The Taste and the Abstraction

In a post the other day (“Difficult to Express”) I remarked as follows:

In fact, I must confess, I don’t ... much like that word: abstraction. It suggests some kind of paltry residue of the physical, the last considered real, all else a derivate.

I’d like to expand on that now. The more time passes the more conscious I become of the limitations of concepts. They work fine for personal understanding. In using words, I know what I mean; but we have a tendency to use words we understand to communicate with others—and other people understand those words in quite other ways. For this reason I’ve long felt that genuine inner discoveries of how the world is fashioned and how it moves and has its being can only be communicated effectively using stories and poetry. But those forms of communication, of course, will leave some people dissatisfied. They want their concepts more sharply defined, made mathematical, as it were, stripped of flesh, guts, and circulatory systems, seeing only the supporting structure of bone. But the maddening aspect of reality is that it is captured by the very fusion of its parts. Bones aren’t prior to flesh and blood; but tissue cannot be placed above bone in any hierarchical sense either. It’s the totality that counts. I must assume that bodies came about by a circular or iterative process in which, no doubt, a single fuzzy, undifferentiated intention came to manifest, by degrees, as a structure that has many complexly integrated parts.

In the same post I make the point that for me essences, or forms, are best viewed as intentions, and by that I mean that intentions have a formative impetus. But when I compare this understanding of form to the eternal forms associated with Plato, I see something quite different. Plato’s forms appear to be static—whereas intentions are always dynamic. Eternal forms don’t seem to have life, but intentions are life. In the usual ways of teaching young students the basics of Greek thought, form and matter, the examples for form tend to be static: it’s the image of Venus rendered in stone or bronze, the static idea of a residence, fully formed and rendered as architect’s drawings. But behind that Venus or that residence was, first, a living form in a living mind, and not present in full detail at all but, as I say above, in a fuzzy state, at least as much feeling as image. The concept of “form” has a great deal more energy and life hidden within it than that word routinely suggests. Now I suspect that Plato’s own conception was undoubtedly much more like what I’ve just laid out than as it has come to be passed on to later generations, but the exigencies of communication have eroded its most essential characteristics into a caricature.

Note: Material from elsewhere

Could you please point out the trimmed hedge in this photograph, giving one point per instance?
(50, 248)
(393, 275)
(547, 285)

Yesterday, after writing a brief and very foreshortened piece on existentialism—and discussing it with Brigitte—and later pondering our talk while on my walk, it suddenly dawned on me that what Heidegger called care (Sorge) and what Sartre called engagement, that very same whatever is what I routinely mean by consciousness. That happens to be my pet expression for something that, in its native form, is an experience, a complex something, a feeling as much as an understanding or, perhaps, an understanding of a feeling—what the Sufi’s call a taste. You have to taste it to know it, the Sufis say. But a taste, alas, is very difficult to convey to someone who hasn’t already tasted the same thing.

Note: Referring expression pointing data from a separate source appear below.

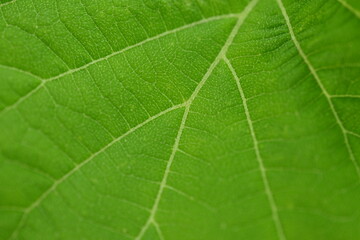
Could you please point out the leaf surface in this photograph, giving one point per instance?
(188, 119)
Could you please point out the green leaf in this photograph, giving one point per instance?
(188, 119)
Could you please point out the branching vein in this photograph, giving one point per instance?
(221, 54)
(54, 186)
(323, 89)
(44, 81)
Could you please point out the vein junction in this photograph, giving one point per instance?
(151, 219)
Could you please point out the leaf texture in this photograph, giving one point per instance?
(191, 119)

In my own personal lexicon, consciousness contains a meaning quite missing for many other people. In my personal understanding, it gets a certain emphasis. It has the character of being awake, really awake, more dynamically of coming awake, of realization, of a sudden grasp. I wouldn’t be surprised to learn—if I could summon the spirit of a long-dead gnostic—that what one calls care, another engagement, and a third consciousness a Gnostic might have called a gnosis, a knowing. In this contexts I might mention that Hans Jonas, in his superb The Gnostic Religion, concludes that Gnosticism in its own time was what, in ours, we experience as existentialism.

Now I would submit here that the storyteller, novelist, and poet—all using a much more comprehensive language than merely that of concepts—is much more able to communicate the taste, the reality, and the flavor of experience than the person who tries to balance the entire insight on the single leg of abstractions.